One of the reasons people start to ascribe conspiracy theories to natural events is a desire for proportion. Some people feel a significant amount of cognitive dissonance when presented with a hugely significant event (such as the destruction of a small town) that seemingly happened at random.
The conventional explanations of power lines sparking, too-dry trees, and high winds seem overly mundane for events of this magnitude. To the conspiratorial mind, there must be someone pulling the strings.

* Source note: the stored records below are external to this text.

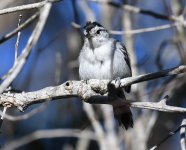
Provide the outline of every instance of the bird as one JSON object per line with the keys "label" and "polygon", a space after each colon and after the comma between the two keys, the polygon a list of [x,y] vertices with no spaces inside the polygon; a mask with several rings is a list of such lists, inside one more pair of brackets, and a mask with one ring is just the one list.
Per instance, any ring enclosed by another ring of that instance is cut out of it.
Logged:
{"label": "bird", "polygon": [[[107,29],[100,23],[88,21],[83,27],[84,44],[79,54],[79,76],[81,80],[109,79],[120,82],[121,78],[131,77],[130,58],[126,47],[110,37]],[[117,96],[126,100],[125,92],[131,87],[117,88]],[[119,101],[118,101],[119,102]],[[113,103],[114,117],[127,130],[133,127],[130,108]]]}

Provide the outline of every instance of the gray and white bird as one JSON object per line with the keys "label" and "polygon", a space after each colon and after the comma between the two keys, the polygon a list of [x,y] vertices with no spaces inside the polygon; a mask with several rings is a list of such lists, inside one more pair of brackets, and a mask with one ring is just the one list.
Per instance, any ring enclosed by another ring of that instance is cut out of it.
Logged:
{"label": "gray and white bird", "polygon": [[[97,22],[84,26],[84,45],[79,55],[79,75],[82,80],[118,79],[132,76],[130,59],[124,45],[110,37]],[[130,92],[130,86],[125,88]],[[125,100],[124,90],[118,88],[117,96]],[[128,106],[112,104],[114,116],[126,129],[133,127],[132,113]]]}

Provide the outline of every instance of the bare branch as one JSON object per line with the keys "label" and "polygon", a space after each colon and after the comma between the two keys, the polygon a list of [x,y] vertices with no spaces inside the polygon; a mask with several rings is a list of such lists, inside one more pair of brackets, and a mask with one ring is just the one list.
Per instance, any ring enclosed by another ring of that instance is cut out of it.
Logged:
{"label": "bare branch", "polygon": [[26,59],[31,52],[31,49],[35,46],[35,44],[37,43],[41,35],[43,27],[46,23],[48,14],[50,12],[50,8],[51,8],[51,3],[46,3],[45,6],[43,7],[38,23],[34,31],[32,32],[32,35],[30,36],[26,47],[22,51],[22,54],[19,56],[17,63],[12,67],[11,72],[8,73],[6,79],[0,85],[0,93],[2,93],[10,85],[10,83],[16,78],[18,73],[23,68],[26,62]]}
{"label": "bare branch", "polygon": [[58,138],[58,137],[76,137],[91,139],[97,141],[97,137],[91,131],[82,131],[76,129],[53,129],[35,131],[25,137],[6,143],[2,150],[17,149],[25,144],[39,139]]}
{"label": "bare branch", "polygon": [[22,29],[26,28],[30,23],[32,23],[37,17],[39,16],[39,12],[36,12],[33,16],[31,16],[28,20],[26,20],[23,24],[21,24],[19,27],[11,31],[10,33],[2,36],[0,38],[0,44],[5,42],[6,40],[10,39],[13,37],[16,33],[21,31]]}
{"label": "bare branch", "polygon": [[[128,77],[121,80],[121,87],[184,72],[186,72],[186,66],[179,66],[156,73]],[[106,94],[109,82],[109,80],[97,79],[89,80],[88,83],[85,81],[67,81],[59,86],[47,87],[35,92],[3,93],[0,95],[0,105],[6,106],[6,104],[9,103],[12,106],[17,107],[19,110],[23,110],[31,104],[40,103],[47,99],[54,100],[66,97],[80,97],[83,101],[93,104],[109,104],[110,101]],[[112,81],[112,84],[115,85],[115,81]],[[166,112],[186,112],[186,108],[174,106],[166,106],[165,108],[162,108],[164,106],[162,103],[127,102],[126,105]]]}
{"label": "bare branch", "polygon": [[45,1],[38,2],[38,3],[27,4],[27,5],[22,5],[22,6],[16,6],[16,7],[11,7],[11,8],[6,8],[6,9],[0,10],[0,15],[8,14],[8,13],[13,13],[13,12],[18,12],[18,11],[22,11],[22,10],[30,10],[30,9],[41,8],[47,2],[57,2],[57,1],[59,1],[59,0],[45,0]]}
{"label": "bare branch", "polygon": [[[186,127],[186,120],[183,119],[181,125],[176,130],[169,132],[169,134],[165,138],[163,138],[158,144],[153,146],[150,150],[155,150],[155,149],[159,148],[159,146],[161,146],[165,141],[167,141],[170,137],[172,137],[173,135],[175,135],[179,131],[180,131],[180,135],[181,135],[181,139],[180,139],[181,146],[185,146],[184,145],[185,144],[185,136],[182,137],[182,133],[183,133],[182,131],[183,131],[183,128],[185,128],[185,127]],[[183,134],[185,134],[185,132]],[[185,149],[183,149],[183,150],[185,150]]]}
{"label": "bare branch", "polygon": [[180,144],[181,144],[181,149],[182,150],[186,150],[186,142],[185,142],[185,128],[186,128],[186,119],[183,119],[182,120],[182,123],[181,123],[181,129],[180,129]]}
{"label": "bare branch", "polygon": [[[20,14],[20,15],[19,15],[18,25],[17,25],[18,27],[19,27],[20,24],[21,24],[21,19],[22,19],[22,15]],[[21,32],[19,31],[19,32],[17,33],[17,40],[16,40],[16,44],[15,44],[14,65],[17,63],[17,58],[18,58],[18,47],[19,47],[20,38],[21,38]]]}

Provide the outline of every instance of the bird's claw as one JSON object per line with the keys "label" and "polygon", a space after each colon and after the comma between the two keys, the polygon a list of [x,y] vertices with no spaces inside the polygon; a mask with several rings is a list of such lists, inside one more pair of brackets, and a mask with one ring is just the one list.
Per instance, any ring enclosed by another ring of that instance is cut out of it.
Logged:
{"label": "bird's claw", "polygon": [[115,87],[116,87],[116,88],[119,88],[120,85],[121,85],[121,78],[120,78],[120,77],[117,77],[117,78],[115,79]]}

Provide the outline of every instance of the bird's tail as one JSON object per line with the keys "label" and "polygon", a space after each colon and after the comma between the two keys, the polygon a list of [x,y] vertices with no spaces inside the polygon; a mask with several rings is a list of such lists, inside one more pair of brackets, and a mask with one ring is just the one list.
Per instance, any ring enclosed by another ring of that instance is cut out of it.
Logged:
{"label": "bird's tail", "polygon": [[132,112],[130,107],[124,105],[123,102],[126,100],[123,89],[117,89],[116,94],[119,99],[113,101],[114,117],[118,120],[119,125],[124,126],[127,130],[129,127],[133,127]]}

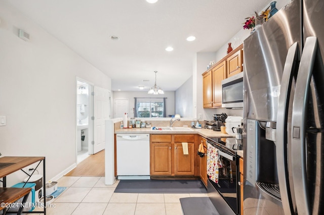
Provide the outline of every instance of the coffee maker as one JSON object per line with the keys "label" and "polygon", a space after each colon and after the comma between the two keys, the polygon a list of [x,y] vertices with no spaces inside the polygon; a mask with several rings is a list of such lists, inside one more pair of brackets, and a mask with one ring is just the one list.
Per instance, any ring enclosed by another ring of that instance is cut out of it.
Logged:
{"label": "coffee maker", "polygon": [[242,134],[243,133],[243,129],[242,128],[235,128],[233,127],[232,128],[232,131],[233,131],[233,133],[235,133],[236,134],[235,137],[237,140],[243,139],[243,135]]}

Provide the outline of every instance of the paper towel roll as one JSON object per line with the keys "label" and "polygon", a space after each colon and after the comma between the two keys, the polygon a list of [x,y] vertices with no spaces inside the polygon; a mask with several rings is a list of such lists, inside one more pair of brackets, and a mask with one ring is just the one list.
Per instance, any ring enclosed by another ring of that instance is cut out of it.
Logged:
{"label": "paper towel roll", "polygon": [[125,113],[125,114],[124,115],[124,117],[123,119],[124,127],[124,128],[128,128],[128,125],[127,125],[127,114]]}

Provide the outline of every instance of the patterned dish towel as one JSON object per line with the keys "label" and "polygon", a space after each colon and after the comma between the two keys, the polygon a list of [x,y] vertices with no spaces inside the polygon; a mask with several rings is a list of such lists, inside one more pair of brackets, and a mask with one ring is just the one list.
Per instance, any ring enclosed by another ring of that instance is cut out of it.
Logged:
{"label": "patterned dish towel", "polygon": [[219,168],[221,168],[222,163],[219,159],[218,149],[210,144],[207,145],[207,175],[209,178],[216,183],[218,183]]}

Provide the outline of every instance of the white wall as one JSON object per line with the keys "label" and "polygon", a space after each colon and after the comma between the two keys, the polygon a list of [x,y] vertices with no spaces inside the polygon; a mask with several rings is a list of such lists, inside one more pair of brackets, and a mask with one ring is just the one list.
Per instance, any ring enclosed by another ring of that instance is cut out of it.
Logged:
{"label": "white wall", "polygon": [[181,117],[193,117],[192,76],[182,84],[175,93],[176,114]]}
{"label": "white wall", "polygon": [[164,91],[164,94],[159,95],[152,95],[147,94],[147,91],[117,91],[112,92],[112,118],[114,118],[114,100],[115,99],[128,99],[129,101],[129,111],[128,117],[134,117],[134,97],[167,97],[166,102],[166,116],[174,115],[175,111],[175,91]]}
{"label": "white wall", "polygon": [[[50,180],[75,164],[76,76],[109,90],[111,79],[1,1],[0,19],[0,152],[46,156]],[[26,177],[12,175],[9,186]]]}

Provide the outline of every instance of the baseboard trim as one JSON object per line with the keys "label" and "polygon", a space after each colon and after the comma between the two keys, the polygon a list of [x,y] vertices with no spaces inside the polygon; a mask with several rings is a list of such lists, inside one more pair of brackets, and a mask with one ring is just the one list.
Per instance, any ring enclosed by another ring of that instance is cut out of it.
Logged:
{"label": "baseboard trim", "polygon": [[69,166],[69,167],[68,167],[67,168],[66,168],[66,169],[65,169],[64,170],[63,170],[63,171],[61,172],[60,173],[59,173],[54,177],[53,177],[50,180],[47,180],[47,181],[57,181],[57,180],[58,180],[61,178],[62,178],[64,175],[69,172],[70,171],[71,171],[72,170],[73,170],[76,167],[76,164],[74,163],[72,165],[71,165],[70,166]]}

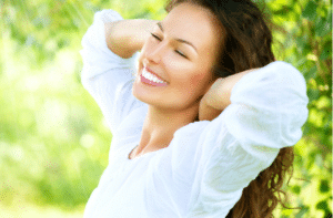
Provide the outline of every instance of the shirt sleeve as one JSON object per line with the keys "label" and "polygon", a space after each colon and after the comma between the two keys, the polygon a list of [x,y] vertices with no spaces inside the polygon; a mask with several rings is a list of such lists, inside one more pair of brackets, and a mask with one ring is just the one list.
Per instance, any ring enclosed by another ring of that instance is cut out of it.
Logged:
{"label": "shirt sleeve", "polygon": [[137,54],[122,59],[107,45],[104,23],[122,20],[112,10],[94,14],[94,21],[82,39],[81,81],[100,106],[113,133],[121,122],[142,103],[132,95]]}
{"label": "shirt sleeve", "polygon": [[287,63],[273,62],[244,75],[232,90],[231,105],[198,133],[186,217],[225,217],[280,148],[302,137],[307,102],[304,77]]}

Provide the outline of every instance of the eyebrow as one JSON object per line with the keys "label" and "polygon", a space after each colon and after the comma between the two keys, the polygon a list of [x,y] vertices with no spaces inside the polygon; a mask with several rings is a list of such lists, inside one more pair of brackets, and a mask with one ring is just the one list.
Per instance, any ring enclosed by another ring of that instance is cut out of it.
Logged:
{"label": "eyebrow", "polygon": [[[164,32],[164,29],[163,29],[163,27],[162,27],[162,23],[161,23],[161,22],[158,22],[157,24],[159,25],[159,28],[161,29],[161,31]],[[179,39],[179,38],[175,38],[174,40],[178,41],[178,42],[181,42],[181,43],[185,43],[185,44],[191,45],[191,46],[198,52],[196,48],[195,48],[194,44],[192,44],[191,42],[189,42],[189,41],[186,41],[186,40]]]}

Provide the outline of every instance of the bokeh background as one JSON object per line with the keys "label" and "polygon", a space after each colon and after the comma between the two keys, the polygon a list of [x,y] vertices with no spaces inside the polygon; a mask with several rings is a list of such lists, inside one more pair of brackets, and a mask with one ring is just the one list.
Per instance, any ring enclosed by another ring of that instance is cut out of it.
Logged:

This desire for a more satisfying alternative explanation leads towards three avenues of investigation. First they must bolster their suspicion with evidence. What is it about these apparently natural events that indicates they were intentionally manipulated? Second, conspiracists need a plausible sounding mechanism for how nature is being manipulated. What is the technology? Then, finally, we need both a villain and their motive. Who is doing this, and for what reason?
Evidence
For many of the suspicious, the sheer scale of the event is evidence enough. A record breaking flood, snowfall, or fire cannot, they reason, be a random occurrence. Of course it can, for two relatively simple reasons. First, we are in an unusual period of climate change and global warming. Second, the records don’t actually go back very far. Very few fires in the West were recorded before the mid 1800s. With under two hundred years of history, records are eventually going to be broken. It would be statistically inevitable even without global warming.